Results from the study groups revealed that all calorically restricted groups showed increased longevity compared to ad libitum-fed mice, with the CR group provided pellets evenly spaced across the 24-h cycle showing the smallest lifespan extension (10.5%). However, evenly spaced caloric restriction only in the active phase showed the most pronounced age-prolonging effect, along with the CR group fed ad libitum at the beginning of the active phase, suggesting that even a twelve-hour fast during the rest phase was sufficient for maximum age lengthening with CR. Of note, lengthening of lifespan across CR groups occurred in spite of: (1) changes in body weight; (2) changes in fat mass across CR groups (though all animals on calorie restriction weighed less and had decreased fat mass compared to ad libitum-fed mice); and (3) changes in circulating glucose in aged mice. Specifically, though insulin levels were similar in young AL and CR mice, circulating glucose was decreased in CR, suggesting increased insulin sensitivity. Upon aging, though all CR mice had lower insulin levels, even aged CR mice showed elevations in glucose, similar to AL groups. Thus, CR protects against insulin resistance across the lifespan.

Does CR alter the causes of mortality, or simply delay mortality-associated diseases? Importantly, necropsy at the time of death revealed similar death-related diseases (neoplasias and sarcomas being the most common) across feeding groups, as opposed to different diseases, which is perhaps not surprising considering the consistency of diet throughout. However, this result confirmed that caloric restriction, particularly active phase caloric restriction, was successful in delaying aging-related diseases.

What can this mean for the cardiomyocyte clock and, more importantly, for cardiovascular function in the context of aging? One clear benefit of CR in this study was the protective effect on insulin sensitivity throughout aging.

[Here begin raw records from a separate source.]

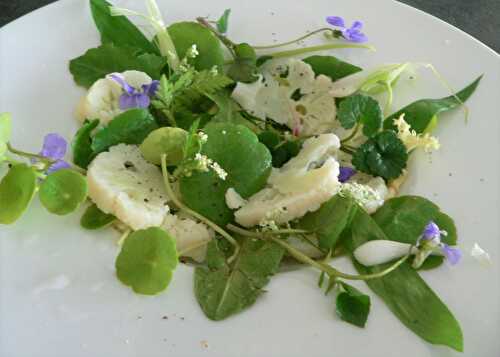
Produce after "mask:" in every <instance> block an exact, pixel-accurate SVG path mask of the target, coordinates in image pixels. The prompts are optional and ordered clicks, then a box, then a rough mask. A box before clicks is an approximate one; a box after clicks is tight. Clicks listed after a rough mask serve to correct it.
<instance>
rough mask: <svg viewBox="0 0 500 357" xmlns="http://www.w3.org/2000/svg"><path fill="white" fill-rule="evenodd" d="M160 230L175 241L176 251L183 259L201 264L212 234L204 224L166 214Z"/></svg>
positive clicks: (183, 218) (212, 235)
mask: <svg viewBox="0 0 500 357" xmlns="http://www.w3.org/2000/svg"><path fill="white" fill-rule="evenodd" d="M162 228H163V229H165V230H166V231H167V232H168V233H169V234H170V235H171V236H172V238H174V239H175V242H176V247H177V251H178V252H179V254H180V255H182V256H184V257H190V258H193V259H194V260H196V261H197V262H201V261H203V260H205V256H206V254H207V243H208V241H210V239H212V238H213V236H214V233H213V231H212V230H211V229H209V228H208V227H207V226H206V225H205V224H203V223H201V222H200V223H198V222H195V221H194V220H192V219H190V218H187V217H178V216H177V215H173V214H167V216H166V217H165V220H164V221H163V224H162Z"/></svg>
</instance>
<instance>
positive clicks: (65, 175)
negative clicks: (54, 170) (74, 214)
mask: <svg viewBox="0 0 500 357" xmlns="http://www.w3.org/2000/svg"><path fill="white" fill-rule="evenodd" d="M87 192H88V187H87V180H86V178H85V176H83V175H82V174H80V173H78V172H76V171H73V170H71V169H62V170H58V171H56V172H54V173H51V174H50V175H48V176H47V178H46V179H45V180H44V181H43V182H42V184H41V185H40V191H39V197H40V202H42V205H43V206H44V207H45V208H46V209H47V210H48V211H49V212H50V213H53V214H57V215H60V216H63V215H66V214H69V213H71V212H73V211H74V210H76V209H77V208H78V207H79V206H80V205H81V204H82V203H83V202H84V201H85V199H86V198H87Z"/></svg>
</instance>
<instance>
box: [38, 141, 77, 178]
mask: <svg viewBox="0 0 500 357" xmlns="http://www.w3.org/2000/svg"><path fill="white" fill-rule="evenodd" d="M67 149H68V143H67V142H66V140H65V139H64V138H63V137H62V136H60V135H59V134H56V133H50V134H47V135H45V137H44V139H43V146H42V150H41V151H40V155H41V156H43V157H46V158H48V159H51V160H54V161H55V163H53V164H52V165H51V166H50V167H49V168H48V169H47V173H48V174H50V173H52V172H55V171H57V170H61V169H67V168H69V167H71V166H70V164H68V163H67V162H66V161H64V160H63V157H64V155H66V151H67Z"/></svg>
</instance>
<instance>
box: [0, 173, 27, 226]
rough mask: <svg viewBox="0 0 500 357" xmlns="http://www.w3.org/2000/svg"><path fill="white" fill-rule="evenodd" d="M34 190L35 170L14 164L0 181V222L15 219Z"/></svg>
mask: <svg viewBox="0 0 500 357" xmlns="http://www.w3.org/2000/svg"><path fill="white" fill-rule="evenodd" d="M35 192H36V174H35V170H34V169H33V168H31V167H29V166H27V165H25V164H19V165H14V166H12V168H11V169H10V170H9V172H8V173H7V175H5V176H4V178H3V179H2V181H0V224H11V223H14V222H15V221H17V219H18V218H19V217H21V216H22V214H23V213H24V211H26V209H27V208H28V206H29V204H30V203H31V200H32V199H33V196H34V195H35Z"/></svg>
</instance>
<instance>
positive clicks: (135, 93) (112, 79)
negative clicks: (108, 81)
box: [109, 73, 160, 110]
mask: <svg viewBox="0 0 500 357" xmlns="http://www.w3.org/2000/svg"><path fill="white" fill-rule="evenodd" d="M109 77H110V78H111V79H112V80H114V81H115V82H116V83H118V84H119V85H120V86H121V87H122V89H123V94H122V95H121V96H120V102H119V104H120V109H122V110H126V109H131V108H147V107H149V104H150V103H151V97H152V96H154V95H155V93H156V91H157V90H158V86H159V85H160V82H159V81H156V80H154V81H152V82H151V83H150V84H144V85H142V87H141V89H140V90H139V89H137V88H134V87H132V86H131V85H130V84H128V83H127V81H126V80H125V79H124V78H123V76H122V75H121V74H120V73H112V74H110V75H109Z"/></svg>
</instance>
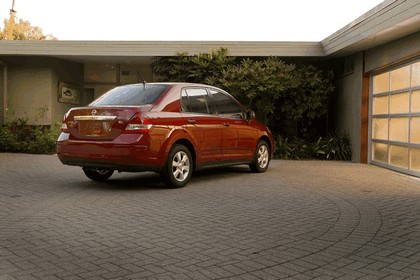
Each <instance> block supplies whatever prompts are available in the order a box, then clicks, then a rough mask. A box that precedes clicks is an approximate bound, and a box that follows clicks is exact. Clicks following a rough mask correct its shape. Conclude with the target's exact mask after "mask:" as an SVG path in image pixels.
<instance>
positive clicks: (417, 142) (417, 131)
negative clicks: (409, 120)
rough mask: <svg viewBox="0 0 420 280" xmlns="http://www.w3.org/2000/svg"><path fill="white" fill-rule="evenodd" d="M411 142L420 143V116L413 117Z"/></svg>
mask: <svg viewBox="0 0 420 280" xmlns="http://www.w3.org/2000/svg"><path fill="white" fill-rule="evenodd" d="M410 142H411V143H413V144H420V117H415V118H411V122H410Z"/></svg>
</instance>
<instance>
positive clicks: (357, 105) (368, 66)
mask: <svg viewBox="0 0 420 280" xmlns="http://www.w3.org/2000/svg"><path fill="white" fill-rule="evenodd" d="M418 42H420V32H417V33H415V34H413V35H410V36H407V37H405V38H402V39H399V40H397V41H393V42H390V43H388V44H385V45H381V46H379V47H376V48H374V49H370V50H367V51H365V52H359V53H357V54H354V55H353V56H352V57H353V63H352V64H353V71H351V72H348V73H346V74H344V75H343V76H341V77H339V78H338V82H337V96H336V98H335V100H334V108H333V111H334V115H335V119H334V120H333V123H334V126H333V127H334V128H335V129H336V130H337V132H339V133H341V134H343V133H348V134H349V136H350V139H351V141H352V144H353V158H352V160H353V161H354V162H360V161H362V160H363V159H361V158H360V148H361V144H363V143H361V131H362V129H366V130H367V129H368V128H367V127H365V128H363V127H362V125H361V114H362V113H361V110H362V106H369V104H362V88H363V75H364V74H365V73H368V74H369V73H374V72H375V71H380V70H382V69H384V68H387V67H391V66H394V65H398V64H399V63H403V62H406V61H408V60H410V59H413V58H415V57H419V56H420V44H419V43H418ZM366 144H367V143H366Z"/></svg>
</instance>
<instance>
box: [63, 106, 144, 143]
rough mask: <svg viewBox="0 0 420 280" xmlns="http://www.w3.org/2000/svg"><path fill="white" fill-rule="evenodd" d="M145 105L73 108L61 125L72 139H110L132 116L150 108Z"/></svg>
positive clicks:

Insulin sensitivity protects the heart from obesity-associated cardiovascular disease, increasing fat storage in adipose tissue, and preventing lipid spillover into insulin-sensitive tissues, such as the liver and muscle. Insulin resistance leads to cardiovascular disease by altering substrate availability and utilization in the heart, but also by damaging the endothelium, which can lead to the accumulation of atherosclerotic plaques in the context of elevated circulating lipids^[6]. Insulin signaling dramatically alters clock function, regulating central transcription factors of the cellular circadian clock by insulin receptor-mediated signaling pathways^[7,8]. Rhythmic insulin release and insulin-like growth factor 1 receptor are important for circadian gene expression and organization in vivo, in part by driving the synthesis of the PERIOD proteins in cardiomyocytes, among other cell types^[9]. In the heart, crosstalk between circadian pathways and insulin signaling is a two-way street, with circadian disruption in cardiomyocytes resulting in impaired insulin-mediated glucose utilization, impaired autophagy, and hypertrophy^[10]. Though this study did not evaluate circadian gene expression or metabolite rhythms in the heart, evaluation of hepatic gene expression revealed that the primary effect of CR was to keep a youthful gene expression signature, and ad libitum-fed mice showed the greatest change in gene expression between young and old mice.

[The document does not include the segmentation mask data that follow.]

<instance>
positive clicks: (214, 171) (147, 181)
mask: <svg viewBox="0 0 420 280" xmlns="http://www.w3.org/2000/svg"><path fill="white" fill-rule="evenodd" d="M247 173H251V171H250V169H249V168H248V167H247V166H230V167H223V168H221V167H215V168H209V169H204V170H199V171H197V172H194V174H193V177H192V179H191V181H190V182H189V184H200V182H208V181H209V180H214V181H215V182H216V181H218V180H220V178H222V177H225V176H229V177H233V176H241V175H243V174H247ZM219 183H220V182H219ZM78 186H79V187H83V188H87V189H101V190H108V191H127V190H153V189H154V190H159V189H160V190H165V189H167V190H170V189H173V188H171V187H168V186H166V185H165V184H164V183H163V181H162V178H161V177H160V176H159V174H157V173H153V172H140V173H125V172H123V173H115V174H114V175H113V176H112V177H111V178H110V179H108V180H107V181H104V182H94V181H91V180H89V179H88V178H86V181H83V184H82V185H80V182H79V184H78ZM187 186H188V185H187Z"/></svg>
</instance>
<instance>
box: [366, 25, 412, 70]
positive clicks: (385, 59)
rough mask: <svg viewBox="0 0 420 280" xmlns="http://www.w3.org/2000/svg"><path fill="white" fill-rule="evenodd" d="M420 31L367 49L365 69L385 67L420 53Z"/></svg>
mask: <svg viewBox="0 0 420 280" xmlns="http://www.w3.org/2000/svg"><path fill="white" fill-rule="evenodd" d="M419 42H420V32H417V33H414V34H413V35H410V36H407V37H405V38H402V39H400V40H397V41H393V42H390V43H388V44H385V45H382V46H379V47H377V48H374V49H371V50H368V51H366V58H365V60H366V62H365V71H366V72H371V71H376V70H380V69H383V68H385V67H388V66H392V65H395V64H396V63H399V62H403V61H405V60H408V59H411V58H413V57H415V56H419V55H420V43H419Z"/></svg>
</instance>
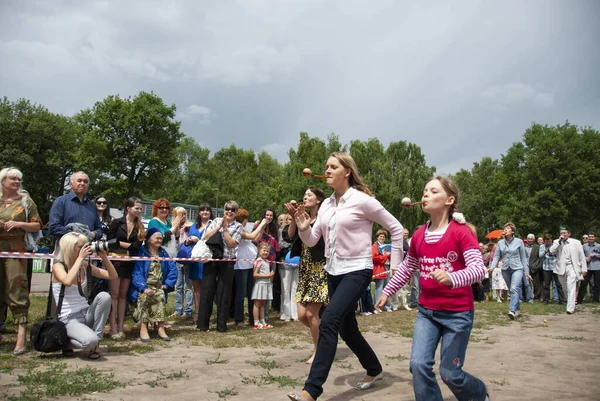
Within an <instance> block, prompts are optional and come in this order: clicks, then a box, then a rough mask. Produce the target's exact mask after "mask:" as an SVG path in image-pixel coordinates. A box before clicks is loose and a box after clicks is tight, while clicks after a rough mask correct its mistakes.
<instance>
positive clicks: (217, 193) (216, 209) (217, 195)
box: [213, 188, 219, 215]
mask: <svg viewBox="0 0 600 401" xmlns="http://www.w3.org/2000/svg"><path fill="white" fill-rule="evenodd" d="M213 191H215V210H216V211H217V215H218V211H219V188H213Z"/></svg>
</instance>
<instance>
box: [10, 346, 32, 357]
mask: <svg viewBox="0 0 600 401" xmlns="http://www.w3.org/2000/svg"><path fill="white" fill-rule="evenodd" d="M27 351H29V350H28V349H27V348H25V347H23V348H15V349H14V350H13V355H14V356H18V355H23V354H25V353H26V352H27Z"/></svg>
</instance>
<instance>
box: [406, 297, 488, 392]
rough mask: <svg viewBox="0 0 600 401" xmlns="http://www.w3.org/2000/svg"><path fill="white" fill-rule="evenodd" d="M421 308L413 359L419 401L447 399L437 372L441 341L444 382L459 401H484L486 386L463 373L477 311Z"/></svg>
mask: <svg viewBox="0 0 600 401" xmlns="http://www.w3.org/2000/svg"><path fill="white" fill-rule="evenodd" d="M418 309H419V313H418V315H417V321H416V323H415V332H414V335H413V347H412V352H411V356H410V371H411V373H412V374H413V389H414V392H415V399H416V401H442V400H443V397H442V392H441V390H440V387H439V385H438V383H437V380H436V377H435V372H434V371H433V365H434V363H435V350H436V349H437V346H438V343H439V342H440V341H441V348H440V357H441V360H440V376H441V378H442V381H443V382H444V383H445V384H446V386H448V388H449V389H450V390H451V391H452V393H454V396H455V397H456V399H458V400H459V401H468V400H474V401H479V400H484V399H485V394H486V387H485V384H483V382H482V381H481V380H479V379H478V378H476V377H474V376H471V375H470V374H468V373H467V372H465V371H464V370H462V367H463V365H464V363H465V354H466V351H467V345H468V343H469V337H470V335H471V328H472V327H473V310H470V311H466V312H450V311H443V310H430V309H425V308H423V307H422V306H421V305H419V306H418Z"/></svg>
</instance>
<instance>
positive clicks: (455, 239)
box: [383, 220, 485, 312]
mask: <svg viewBox="0 0 600 401" xmlns="http://www.w3.org/2000/svg"><path fill="white" fill-rule="evenodd" d="M426 228H427V226H423V227H421V228H419V229H418V230H417V231H415V233H414V235H413V237H412V239H411V243H410V249H409V251H408V255H407V257H406V258H404V261H403V262H402V265H401V266H400V268H399V269H398V271H397V272H396V274H395V275H394V277H393V278H392V279H391V280H390V282H389V283H388V285H387V286H386V287H385V289H384V290H383V292H384V293H385V294H387V295H388V296H391V295H392V294H394V293H396V292H397V291H398V290H399V289H400V288H402V286H403V285H405V284H406V283H408V281H409V280H410V278H411V277H412V275H413V274H414V272H415V271H417V270H419V271H420V284H421V295H420V297H419V304H420V305H421V306H423V307H424V308H427V309H432V310H447V311H452V312H463V311H468V310H471V309H473V308H474V305H473V290H472V289H471V284H473V283H475V282H477V281H480V280H482V279H483V276H484V274H485V266H484V264H483V258H482V256H481V251H480V250H479V244H478V242H477V238H475V236H474V235H473V233H472V232H471V230H470V229H469V228H468V227H467V226H465V225H464V224H458V223H457V222H455V221H454V220H452V221H451V222H450V224H449V225H448V227H447V228H446V231H445V232H444V233H443V234H437V233H429V232H426ZM437 269H444V270H446V271H447V272H448V273H449V274H450V278H451V280H452V285H451V286H447V285H445V284H440V283H438V282H437V281H435V280H434V279H432V278H431V277H429V273H431V272H432V271H434V270H437Z"/></svg>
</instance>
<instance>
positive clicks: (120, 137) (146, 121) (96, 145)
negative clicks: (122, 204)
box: [75, 92, 183, 201]
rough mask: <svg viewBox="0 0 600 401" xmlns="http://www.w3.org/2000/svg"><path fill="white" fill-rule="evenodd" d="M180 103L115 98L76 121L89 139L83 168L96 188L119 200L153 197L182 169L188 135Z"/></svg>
mask: <svg viewBox="0 0 600 401" xmlns="http://www.w3.org/2000/svg"><path fill="white" fill-rule="evenodd" d="M175 111H176V108H175V105H171V106H167V105H165V104H164V102H163V101H162V99H161V98H160V97H158V96H157V95H155V94H154V93H147V92H140V93H139V94H138V95H137V96H135V97H133V98H127V99H122V98H121V97H119V96H109V97H107V98H106V99H104V100H103V101H102V102H97V103H96V104H95V105H94V107H92V108H91V109H87V110H83V111H82V112H80V113H79V114H78V115H77V116H76V117H75V118H76V121H77V123H78V125H79V129H80V130H81V133H82V138H83V140H82V141H81V145H80V147H79V151H78V153H77V161H78V167H79V168H81V169H84V170H85V171H87V172H88V174H89V175H90V179H91V180H92V183H91V185H90V187H91V189H92V190H93V191H95V192H96V193H98V192H103V193H105V195H106V196H108V197H110V198H111V199H113V200H118V201H120V200H122V199H125V198H127V197H129V196H132V195H140V194H144V193H151V192H152V191H153V190H154V189H155V188H158V187H161V186H162V185H163V183H164V177H165V171H168V170H169V169H173V168H176V167H177V165H178V163H179V161H178V160H177V148H178V145H179V142H180V140H181V138H182V137H183V134H182V133H181V132H180V129H179V127H180V123H179V122H177V121H174V118H175Z"/></svg>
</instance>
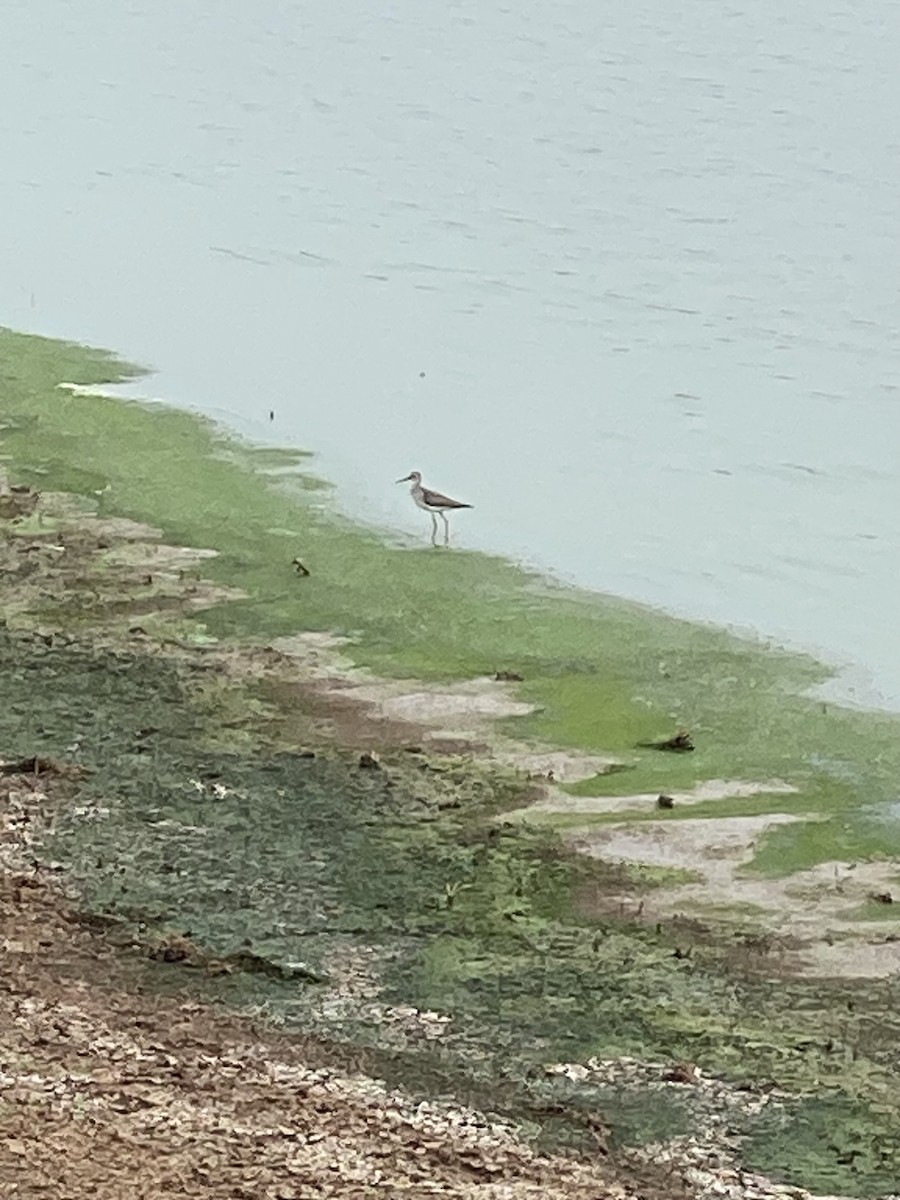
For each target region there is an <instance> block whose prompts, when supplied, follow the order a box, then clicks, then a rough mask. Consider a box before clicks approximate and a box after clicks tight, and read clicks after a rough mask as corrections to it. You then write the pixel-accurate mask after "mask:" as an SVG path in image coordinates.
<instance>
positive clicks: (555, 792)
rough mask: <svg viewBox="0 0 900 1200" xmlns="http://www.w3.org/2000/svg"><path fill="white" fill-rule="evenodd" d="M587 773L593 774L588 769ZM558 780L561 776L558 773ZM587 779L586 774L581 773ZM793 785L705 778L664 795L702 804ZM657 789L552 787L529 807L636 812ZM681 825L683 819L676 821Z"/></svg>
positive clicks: (548, 808)
mask: <svg viewBox="0 0 900 1200" xmlns="http://www.w3.org/2000/svg"><path fill="white" fill-rule="evenodd" d="M596 761H598V762H601V763H602V762H605V767H604V768H601V769H605V770H608V769H610V767H611V766H613V764H614V763H613V762H612V761H611V760H596ZM590 774H596V772H592V773H590ZM559 778H560V779H562V778H563V776H559ZM581 778H589V776H581ZM796 791H797V788H796V787H793V786H792V785H791V784H785V782H784V781H782V780H778V779H775V780H768V781H767V782H760V784H755V782H751V781H748V780H740V779H709V780H706V781H704V782H702V784H697V786H696V787H692V788H690V791H674V792H668V793H667V794H668V796H671V797H672V799H673V800H674V803H676V806H682V805H685V804H702V803H704V802H706V800H730V799H739V798H742V797H749V796H761V794H764V796H785V794H788V793H792V792H796ZM658 796H659V793H658V792H636V793H634V794H631V796H569V794H568V793H566V792H562V791H559V790H554V791H552V792H548V793H547V796H546V797H545V798H544V799H542V800H539V802H538V803H536V804H533V805H532V810H536V811H540V812H584V814H589V812H623V814H629V812H634V814H640V812H646V811H647V809H655V808H656V797H658ZM680 823H682V824H684V822H680Z"/></svg>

Though caloric restriction presents a difficult lifestyle choice for most individuals, this preclinical study underscores its protective effect on aging, even when fasting is not exceeded by 12 h. Though CR probably remains an unpalatable option for individuals, not having to subject oneself to more prolonged periods of fasting may be important for implementation. Importantly, the study reveals that energy intake in sync with our activity cycle only promotes the longest lifespan extension and preserves internal circadian robustness.